In other fertility news, I watched a little video on the crypreservation process that includes the statistics from the clinic I am using (something I normally would have asked about or research before starting treatment but in this situation, I really just didn't have the time or mental capacity!). After watching it all under a magnifying glass I am really questioning what I thought I heard a few days ago about my eggs measuring 14 mm . . . clearly I misunderstood something at that appointment. At any rate, all is going well so wish me luck tomorrow.

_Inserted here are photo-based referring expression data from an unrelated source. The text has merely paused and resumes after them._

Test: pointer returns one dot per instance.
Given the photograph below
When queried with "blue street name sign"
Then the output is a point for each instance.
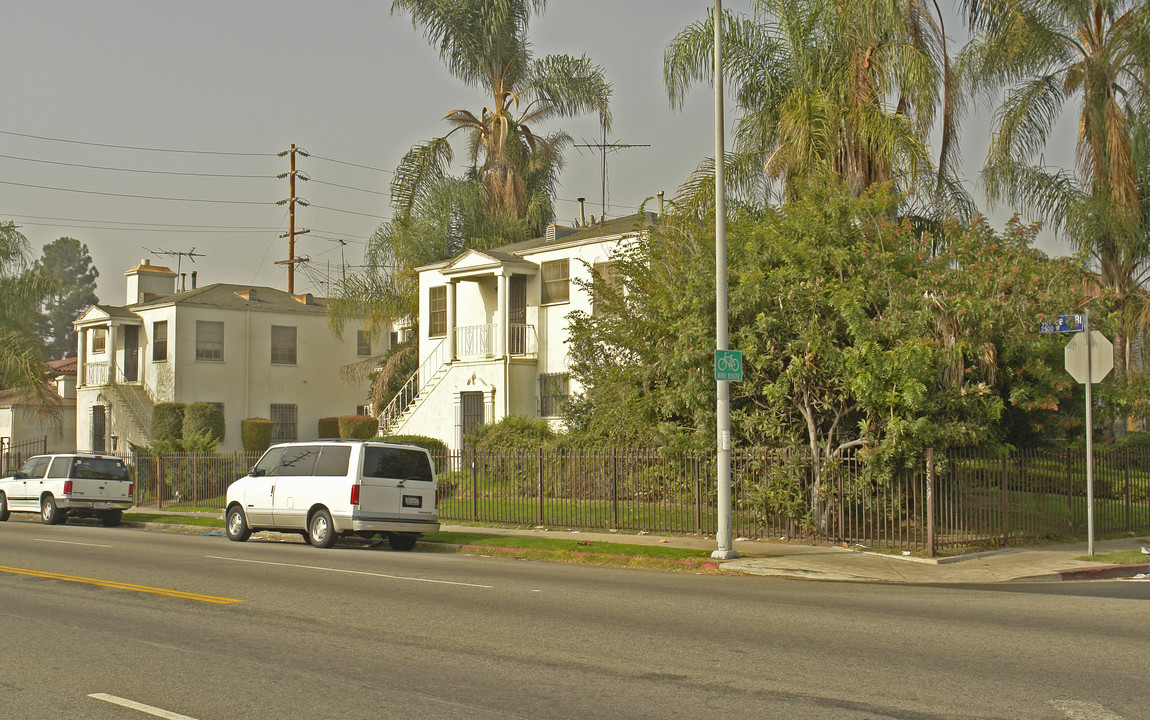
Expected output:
(1065, 323)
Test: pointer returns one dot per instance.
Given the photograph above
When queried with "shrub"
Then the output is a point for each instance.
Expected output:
(358, 427)
(512, 433)
(434, 445)
(202, 420)
(168, 421)
(329, 428)
(257, 434)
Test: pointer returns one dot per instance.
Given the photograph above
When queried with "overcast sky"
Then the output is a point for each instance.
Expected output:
(108, 85)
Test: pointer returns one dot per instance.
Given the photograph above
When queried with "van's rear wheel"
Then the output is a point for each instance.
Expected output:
(320, 530)
(401, 541)
(51, 513)
(236, 526)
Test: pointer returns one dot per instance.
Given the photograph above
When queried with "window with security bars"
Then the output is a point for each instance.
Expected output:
(556, 282)
(284, 423)
(553, 389)
(283, 345)
(160, 341)
(208, 341)
(437, 311)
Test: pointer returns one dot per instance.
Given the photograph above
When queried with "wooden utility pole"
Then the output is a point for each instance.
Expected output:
(291, 203)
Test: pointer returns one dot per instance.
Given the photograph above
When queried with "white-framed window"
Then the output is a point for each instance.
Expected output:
(208, 341)
(553, 391)
(160, 341)
(437, 311)
(283, 345)
(285, 422)
(556, 282)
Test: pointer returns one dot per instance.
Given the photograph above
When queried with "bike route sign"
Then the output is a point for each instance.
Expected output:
(729, 366)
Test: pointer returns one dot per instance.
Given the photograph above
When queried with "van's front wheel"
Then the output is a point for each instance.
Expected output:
(236, 526)
(320, 530)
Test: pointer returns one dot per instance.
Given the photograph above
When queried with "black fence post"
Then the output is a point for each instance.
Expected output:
(475, 487)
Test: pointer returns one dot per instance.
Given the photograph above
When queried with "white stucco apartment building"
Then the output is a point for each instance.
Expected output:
(254, 352)
(493, 330)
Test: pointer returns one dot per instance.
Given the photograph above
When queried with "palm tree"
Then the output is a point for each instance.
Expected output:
(21, 291)
(485, 45)
(1094, 56)
(848, 87)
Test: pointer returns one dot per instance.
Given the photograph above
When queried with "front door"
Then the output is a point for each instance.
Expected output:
(516, 316)
(131, 353)
(99, 427)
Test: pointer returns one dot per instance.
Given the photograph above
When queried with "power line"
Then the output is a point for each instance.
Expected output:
(151, 150)
(121, 194)
(100, 167)
(354, 165)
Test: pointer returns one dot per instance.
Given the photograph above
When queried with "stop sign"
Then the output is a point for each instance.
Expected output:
(1102, 357)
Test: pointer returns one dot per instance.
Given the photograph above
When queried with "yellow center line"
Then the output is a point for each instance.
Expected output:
(122, 586)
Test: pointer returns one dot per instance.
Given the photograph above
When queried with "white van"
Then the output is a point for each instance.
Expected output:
(330, 488)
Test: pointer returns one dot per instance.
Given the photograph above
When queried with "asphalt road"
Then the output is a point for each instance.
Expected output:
(284, 630)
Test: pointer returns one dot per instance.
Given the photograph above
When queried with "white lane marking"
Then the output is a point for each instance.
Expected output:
(336, 569)
(140, 706)
(44, 540)
(1083, 710)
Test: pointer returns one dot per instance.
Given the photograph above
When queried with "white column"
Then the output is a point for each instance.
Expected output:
(451, 320)
(501, 306)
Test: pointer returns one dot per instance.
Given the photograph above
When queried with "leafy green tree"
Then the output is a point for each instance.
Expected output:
(1091, 58)
(69, 262)
(857, 332)
(848, 86)
(22, 289)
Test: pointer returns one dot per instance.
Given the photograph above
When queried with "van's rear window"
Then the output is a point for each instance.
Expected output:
(99, 468)
(396, 462)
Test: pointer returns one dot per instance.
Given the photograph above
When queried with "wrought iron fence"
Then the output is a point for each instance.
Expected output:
(948, 503)
(14, 454)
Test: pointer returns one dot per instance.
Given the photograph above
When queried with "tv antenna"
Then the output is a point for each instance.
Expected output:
(191, 254)
(604, 147)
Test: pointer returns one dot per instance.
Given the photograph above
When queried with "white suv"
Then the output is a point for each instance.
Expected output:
(331, 488)
(74, 484)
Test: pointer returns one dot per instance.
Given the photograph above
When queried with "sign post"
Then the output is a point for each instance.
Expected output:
(1089, 358)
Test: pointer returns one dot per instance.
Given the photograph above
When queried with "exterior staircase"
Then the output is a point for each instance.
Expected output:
(418, 388)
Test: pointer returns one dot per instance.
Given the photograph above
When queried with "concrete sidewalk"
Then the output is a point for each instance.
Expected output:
(1049, 563)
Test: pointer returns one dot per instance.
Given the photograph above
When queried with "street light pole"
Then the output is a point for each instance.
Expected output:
(725, 550)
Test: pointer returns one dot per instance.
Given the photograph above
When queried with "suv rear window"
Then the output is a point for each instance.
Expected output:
(396, 462)
(99, 468)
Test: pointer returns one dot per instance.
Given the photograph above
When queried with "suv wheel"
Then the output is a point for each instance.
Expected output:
(320, 531)
(51, 514)
(236, 526)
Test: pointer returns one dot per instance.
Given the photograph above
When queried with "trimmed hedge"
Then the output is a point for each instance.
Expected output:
(358, 427)
(329, 428)
(204, 419)
(257, 434)
(431, 444)
(168, 421)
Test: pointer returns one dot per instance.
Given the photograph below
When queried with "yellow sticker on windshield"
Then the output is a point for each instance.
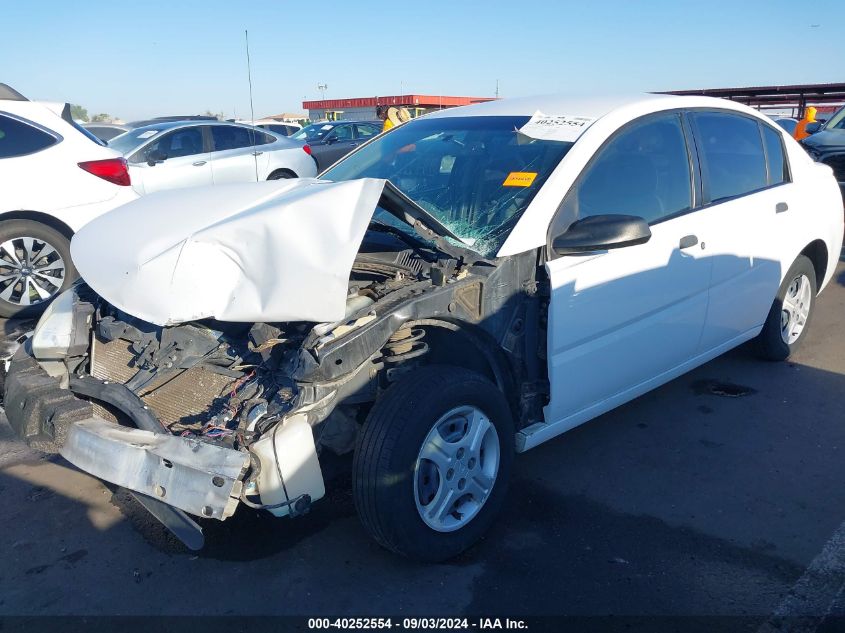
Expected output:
(520, 179)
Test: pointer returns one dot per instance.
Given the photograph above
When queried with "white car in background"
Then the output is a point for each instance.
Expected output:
(175, 154)
(54, 177)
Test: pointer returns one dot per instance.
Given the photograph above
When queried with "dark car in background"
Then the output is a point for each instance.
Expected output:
(828, 146)
(330, 141)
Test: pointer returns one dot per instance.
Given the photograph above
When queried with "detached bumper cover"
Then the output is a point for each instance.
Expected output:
(195, 476)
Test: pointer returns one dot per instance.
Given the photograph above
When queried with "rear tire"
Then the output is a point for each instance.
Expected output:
(35, 266)
(433, 509)
(791, 313)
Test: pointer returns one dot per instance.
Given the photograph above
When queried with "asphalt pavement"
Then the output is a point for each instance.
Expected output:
(720, 493)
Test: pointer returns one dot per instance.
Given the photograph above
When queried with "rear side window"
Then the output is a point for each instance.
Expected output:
(19, 139)
(184, 142)
(642, 171)
(732, 155)
(775, 156)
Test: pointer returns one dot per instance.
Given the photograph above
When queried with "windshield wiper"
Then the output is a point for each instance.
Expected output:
(395, 202)
(400, 205)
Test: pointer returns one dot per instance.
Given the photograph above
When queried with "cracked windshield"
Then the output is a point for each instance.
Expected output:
(475, 175)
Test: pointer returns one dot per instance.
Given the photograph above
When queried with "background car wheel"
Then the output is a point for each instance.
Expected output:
(432, 462)
(281, 174)
(791, 312)
(35, 266)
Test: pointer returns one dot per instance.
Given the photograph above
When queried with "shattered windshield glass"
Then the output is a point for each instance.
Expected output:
(476, 175)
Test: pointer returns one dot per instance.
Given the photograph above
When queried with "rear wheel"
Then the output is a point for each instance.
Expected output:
(789, 316)
(432, 462)
(35, 266)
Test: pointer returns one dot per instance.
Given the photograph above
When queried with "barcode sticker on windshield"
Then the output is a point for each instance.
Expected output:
(557, 127)
(520, 179)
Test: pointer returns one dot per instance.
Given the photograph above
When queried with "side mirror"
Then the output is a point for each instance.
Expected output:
(602, 232)
(153, 158)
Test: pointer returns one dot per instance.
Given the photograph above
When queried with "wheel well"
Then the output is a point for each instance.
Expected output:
(471, 348)
(290, 172)
(43, 218)
(817, 252)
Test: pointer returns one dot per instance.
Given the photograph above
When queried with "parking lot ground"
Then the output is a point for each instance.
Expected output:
(719, 493)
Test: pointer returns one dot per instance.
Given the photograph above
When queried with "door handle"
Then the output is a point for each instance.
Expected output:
(688, 241)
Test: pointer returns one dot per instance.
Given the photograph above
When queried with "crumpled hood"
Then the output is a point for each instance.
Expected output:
(266, 251)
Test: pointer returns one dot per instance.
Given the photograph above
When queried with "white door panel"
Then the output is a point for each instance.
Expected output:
(746, 246)
(238, 165)
(619, 318)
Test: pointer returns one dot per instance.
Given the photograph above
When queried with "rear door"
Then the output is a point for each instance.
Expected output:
(176, 159)
(749, 203)
(236, 156)
(622, 321)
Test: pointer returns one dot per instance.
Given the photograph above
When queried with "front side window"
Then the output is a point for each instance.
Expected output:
(775, 156)
(313, 133)
(643, 171)
(837, 121)
(476, 175)
(731, 152)
(19, 139)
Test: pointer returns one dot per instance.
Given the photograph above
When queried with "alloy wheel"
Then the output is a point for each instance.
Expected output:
(31, 271)
(456, 468)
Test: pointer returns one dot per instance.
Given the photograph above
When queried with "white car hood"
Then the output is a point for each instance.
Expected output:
(266, 251)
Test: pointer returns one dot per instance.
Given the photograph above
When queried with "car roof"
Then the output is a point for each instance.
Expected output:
(169, 125)
(371, 121)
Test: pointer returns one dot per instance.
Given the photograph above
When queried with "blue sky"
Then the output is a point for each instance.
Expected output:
(144, 59)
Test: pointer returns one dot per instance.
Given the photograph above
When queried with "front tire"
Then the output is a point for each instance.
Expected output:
(35, 266)
(432, 462)
(790, 314)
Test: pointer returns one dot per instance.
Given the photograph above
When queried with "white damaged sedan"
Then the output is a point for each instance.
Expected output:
(460, 289)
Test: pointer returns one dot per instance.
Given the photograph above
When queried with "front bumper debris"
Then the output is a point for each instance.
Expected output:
(195, 476)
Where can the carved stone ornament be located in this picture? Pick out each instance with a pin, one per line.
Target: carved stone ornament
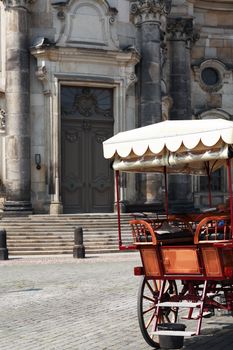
(72, 20)
(17, 3)
(42, 73)
(2, 119)
(181, 29)
(149, 10)
(131, 79)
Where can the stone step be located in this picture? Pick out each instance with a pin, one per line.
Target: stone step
(55, 234)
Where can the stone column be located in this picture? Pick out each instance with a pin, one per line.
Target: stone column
(148, 15)
(180, 34)
(18, 186)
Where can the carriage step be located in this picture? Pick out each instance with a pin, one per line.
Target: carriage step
(179, 304)
(175, 333)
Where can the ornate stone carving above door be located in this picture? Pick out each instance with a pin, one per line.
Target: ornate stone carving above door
(86, 23)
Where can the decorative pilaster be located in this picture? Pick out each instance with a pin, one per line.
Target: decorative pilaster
(181, 35)
(18, 164)
(17, 3)
(148, 15)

I finished off the weekend by hosting a mentor of mine and his wife for dinner. I love long-lasting friendships that survive time and distance. I worked for him in Sydney, Australia exactly 12 years ago as an legal extern. It was one of the first stepping stones in my legal career and I believe it put me on the right path. Before I ever got the diagnosis, we had plans to meet up when they came to town. Instead of going out, I offered to cook. You see, among the information I have read about side effects of chemotherapy, I have learned many people have issues with their senses - smell and taste - on top of nausea making it difficult to cook. So I cooked.

I made a big pile of roasted vegetables with chickpeas (tastes like spring!).
Mushroom and snow pea risotto:
Some bay scallops with cherry tomatoes which refused to be photographed and a new chocolate souffle recipe I was experimenting with.
They looked prettier when I served them with ice cream and fresh berries.

Even better than the food was the opportunity to have good people in my home with excellent conversation about interesting topics. You want to know the other great thing about cancer? It shines a warm, glowy light on friendships and brings them in real close in a way we (or maybe I) just don't allow or possibly even see under normal circumstances. I am absolutely amazed by the generosity of heart of the people I have been lucky enough to cross paths with over the years. There is a reason I feel so strong and untouched by this thing inside me - I am protected by the love of my friends and family.

3 comments:

lemoniepants said...

recipes please...

Anonymous said...

I work as a radiation therapist, I would recommend you don't make dramatic changes to your diet (such as giving up meat) unless recommended by your oncologist. You could try just reducing your meat intake (especially red meat) if you want to be as healthy as possible. Don't feel like you have to go health crazy though, a balanced diet is more important than a fat free one! Good luck :) x

Soul-Fusion said...

thank you anonymous. I am actually not making too many dramatic changes in my diet and giving up meat isn't huge for me. I don't eat much anyway. I have been reading a lot about nutrition and have discussed it with my oncologist. I'm a health focused eater anyway and am just refining what I already do for the most part.